Let’s get back roughly to where we were with the R session from California cities, reading in a copy of the data pulled from Wikipedia.
> library(dplyr)
> library(fillpattern)
> library(sf)
> library(ggplot2)
> cities <- read_sf("~/Downloads/California_Cities_and_Identifiers_Blue_Version_view_-6943741225906831761.gpkg")
> stats <- read.csv(url("https://raw.githubusercontent.com/fadend/ca_cities_data/refs/heads/main/ca_cities.csv"), stringsAsFactors=FALSE)
Oops. There’s some disagreement on names:
> setdiff(stats$city_name, cities$city_name)
[1] "Angels Camp" "California City" "City of Industry"
> setdiff(cities$city_name, stats$city_name)
[1] "Angels" "California" "Industry"
Let’s standardize with Wikipedia’s choices:
> mapping <- list(`Angels`="Angels Camp", `California`="California City", `Industry`="City of Industry")
# Do you have a nicer way to do this string replacement?
replaceStrings <- function(x, mapping) {
replacement <- mapping[x]
x[!is.na(names(replacement))] <- unlist(mapping, use.names=FALSE)
return(x)
}
> cities$city_name <- replaceStrings(cities$city_name, mapping)
> setequal(cities$city_name, stats$city_name)
[1] TRUE
Merge using dplyr‘s inner_join:
> d <- inner_join(cities, stats, by="city_name")
> nrow(d)
[1] 483
> class(d)
[1] "sf" "tbl_df" "tbl" "data.frame"
How do the areas provided on Wikipedia compare with what we can compute ourselves?
areas <- st_area(d)
units(areas) <- "mi2"
d$computed_area_mi2 <- as.numeric(areas)
d$area_abs_diff <- abs(d$area_mi2 - d$computed_area_mi2)
d$area_rel_abs_diff <- d$area_abs_diff / d$computed_area_mi2
The top cities in terms of absolute difference in area between that provided on Wikipedia vs what we computed based on the geometries:
| city_name | area_abs_diff (mi^2) |
| Whittier | 36.10904026 |
| San Diego | 14.54519154 |
| South Lake Tahoe | 7.293364377 |
| Eureka | 6.507250615 |
| Rancho Cucamonga | 6.401620618 |
| Coronado | 6.09243771 |
| Lake Elsinore | 5.313489877 |
| Stockton | 4.373923467 |
| Los Angeles | 3.757396269 |
| McFarland | 3.673710795 |
Looking at a related plot:
> ggplot(d, aes(x=computed_area_mi2, y=area_mi2, label=city_name)) + geom_point() + geom_abline(slope=1) + geom_label(data=subset(d, area_abs_diff >= head(sort(area_abs_diff, decreasing=TRUE), n=2)[2]), hjust="left", nudge_x=5)
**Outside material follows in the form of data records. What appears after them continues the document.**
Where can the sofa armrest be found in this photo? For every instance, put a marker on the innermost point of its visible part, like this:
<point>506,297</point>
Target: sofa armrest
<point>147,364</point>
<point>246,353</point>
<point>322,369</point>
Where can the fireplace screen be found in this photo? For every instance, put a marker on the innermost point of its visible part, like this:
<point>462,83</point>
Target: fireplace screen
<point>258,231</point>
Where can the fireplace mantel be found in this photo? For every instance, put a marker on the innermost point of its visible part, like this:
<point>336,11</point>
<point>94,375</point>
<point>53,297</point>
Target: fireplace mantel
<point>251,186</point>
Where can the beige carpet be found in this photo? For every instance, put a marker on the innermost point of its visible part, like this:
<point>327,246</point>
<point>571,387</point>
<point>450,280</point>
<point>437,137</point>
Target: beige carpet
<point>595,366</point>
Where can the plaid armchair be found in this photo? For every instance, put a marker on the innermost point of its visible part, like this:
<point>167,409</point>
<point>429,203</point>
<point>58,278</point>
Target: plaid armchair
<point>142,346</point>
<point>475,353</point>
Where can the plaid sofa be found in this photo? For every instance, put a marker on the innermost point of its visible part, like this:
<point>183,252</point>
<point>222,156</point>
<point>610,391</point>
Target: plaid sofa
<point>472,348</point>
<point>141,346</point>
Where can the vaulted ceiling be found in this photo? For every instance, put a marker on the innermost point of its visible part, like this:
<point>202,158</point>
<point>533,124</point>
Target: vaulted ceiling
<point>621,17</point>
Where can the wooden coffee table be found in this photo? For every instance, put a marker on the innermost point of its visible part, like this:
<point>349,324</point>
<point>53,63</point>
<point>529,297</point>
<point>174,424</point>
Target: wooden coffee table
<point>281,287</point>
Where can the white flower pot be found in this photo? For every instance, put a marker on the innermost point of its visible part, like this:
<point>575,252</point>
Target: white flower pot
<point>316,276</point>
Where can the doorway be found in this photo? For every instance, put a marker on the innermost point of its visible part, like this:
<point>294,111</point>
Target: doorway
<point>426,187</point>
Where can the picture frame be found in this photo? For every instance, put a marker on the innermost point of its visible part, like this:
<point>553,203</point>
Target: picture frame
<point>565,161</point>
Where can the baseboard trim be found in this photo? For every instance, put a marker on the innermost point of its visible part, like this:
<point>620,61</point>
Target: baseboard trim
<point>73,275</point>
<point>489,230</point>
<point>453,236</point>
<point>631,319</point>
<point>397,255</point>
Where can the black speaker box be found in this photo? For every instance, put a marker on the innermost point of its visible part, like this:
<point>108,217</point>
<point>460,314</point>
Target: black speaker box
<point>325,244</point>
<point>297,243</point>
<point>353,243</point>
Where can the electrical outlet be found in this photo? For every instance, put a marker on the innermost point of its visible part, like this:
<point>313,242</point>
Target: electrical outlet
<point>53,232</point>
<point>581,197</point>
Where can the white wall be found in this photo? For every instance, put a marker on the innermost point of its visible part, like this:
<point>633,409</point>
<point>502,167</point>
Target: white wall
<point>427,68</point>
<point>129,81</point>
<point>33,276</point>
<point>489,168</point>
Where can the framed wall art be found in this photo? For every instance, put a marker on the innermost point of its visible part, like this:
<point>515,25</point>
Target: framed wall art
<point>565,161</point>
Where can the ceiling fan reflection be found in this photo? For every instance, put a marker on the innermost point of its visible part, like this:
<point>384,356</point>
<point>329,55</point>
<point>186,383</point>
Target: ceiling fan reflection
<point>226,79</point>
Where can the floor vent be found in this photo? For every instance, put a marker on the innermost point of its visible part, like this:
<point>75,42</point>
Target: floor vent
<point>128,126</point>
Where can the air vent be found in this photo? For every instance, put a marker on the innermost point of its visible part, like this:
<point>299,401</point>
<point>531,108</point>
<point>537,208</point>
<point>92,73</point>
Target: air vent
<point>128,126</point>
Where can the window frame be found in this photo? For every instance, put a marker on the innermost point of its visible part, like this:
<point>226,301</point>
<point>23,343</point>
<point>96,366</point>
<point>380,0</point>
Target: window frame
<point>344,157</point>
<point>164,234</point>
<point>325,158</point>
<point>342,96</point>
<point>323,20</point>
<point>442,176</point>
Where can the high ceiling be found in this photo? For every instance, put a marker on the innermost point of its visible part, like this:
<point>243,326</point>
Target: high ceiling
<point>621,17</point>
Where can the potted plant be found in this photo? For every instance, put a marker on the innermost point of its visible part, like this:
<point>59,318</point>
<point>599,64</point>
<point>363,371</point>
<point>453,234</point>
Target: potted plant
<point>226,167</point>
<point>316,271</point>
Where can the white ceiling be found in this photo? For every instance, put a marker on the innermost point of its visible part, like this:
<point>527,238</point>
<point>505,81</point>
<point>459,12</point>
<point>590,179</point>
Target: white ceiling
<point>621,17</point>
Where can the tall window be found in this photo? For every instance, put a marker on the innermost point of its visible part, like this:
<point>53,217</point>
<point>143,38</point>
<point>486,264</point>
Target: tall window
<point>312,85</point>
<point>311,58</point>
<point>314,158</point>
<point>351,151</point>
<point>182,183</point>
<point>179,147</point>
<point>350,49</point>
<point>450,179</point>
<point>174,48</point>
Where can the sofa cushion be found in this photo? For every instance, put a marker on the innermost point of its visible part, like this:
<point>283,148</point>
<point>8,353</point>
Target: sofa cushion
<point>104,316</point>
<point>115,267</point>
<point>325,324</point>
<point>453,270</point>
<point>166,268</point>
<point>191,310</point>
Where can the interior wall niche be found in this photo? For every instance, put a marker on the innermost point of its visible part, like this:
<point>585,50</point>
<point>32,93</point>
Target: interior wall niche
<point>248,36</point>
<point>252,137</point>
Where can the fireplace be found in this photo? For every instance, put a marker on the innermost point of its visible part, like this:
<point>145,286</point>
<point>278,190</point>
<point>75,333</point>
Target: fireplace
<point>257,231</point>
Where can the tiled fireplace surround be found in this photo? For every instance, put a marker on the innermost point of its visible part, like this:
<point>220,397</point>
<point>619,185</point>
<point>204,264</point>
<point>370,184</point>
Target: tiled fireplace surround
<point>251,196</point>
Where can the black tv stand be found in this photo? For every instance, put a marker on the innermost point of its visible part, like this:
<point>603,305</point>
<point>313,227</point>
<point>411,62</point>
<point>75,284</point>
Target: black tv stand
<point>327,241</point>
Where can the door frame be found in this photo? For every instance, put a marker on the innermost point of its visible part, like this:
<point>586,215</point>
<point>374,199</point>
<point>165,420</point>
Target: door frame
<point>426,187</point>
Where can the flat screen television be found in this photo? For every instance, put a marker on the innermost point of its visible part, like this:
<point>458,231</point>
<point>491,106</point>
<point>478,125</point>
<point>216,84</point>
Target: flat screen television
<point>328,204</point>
Probably (?) the relative difference is more important in detecting problems with the geometries. Whittier stands out again:
| city_name | area_rel_abs_diff |
| Whittier | 71.1% |
| McFarland | 57.8% |
| Coronado | 43.8% |
| South Lake Tahoe | 41.7% |
| Eureka | 40.6% |
| Mountain House | 34.0% |
| Ukiah | 29.2% |
| Patterson | 23.2% |
| National City | 21.6% |
| Woodlake | 20.0% |
Here’s what it looks like on OpenStreetMap:

Comparing that with the geometry we have, something seems off:
ggplot(subset(d, city_name == "Whittier")) + geom_sf()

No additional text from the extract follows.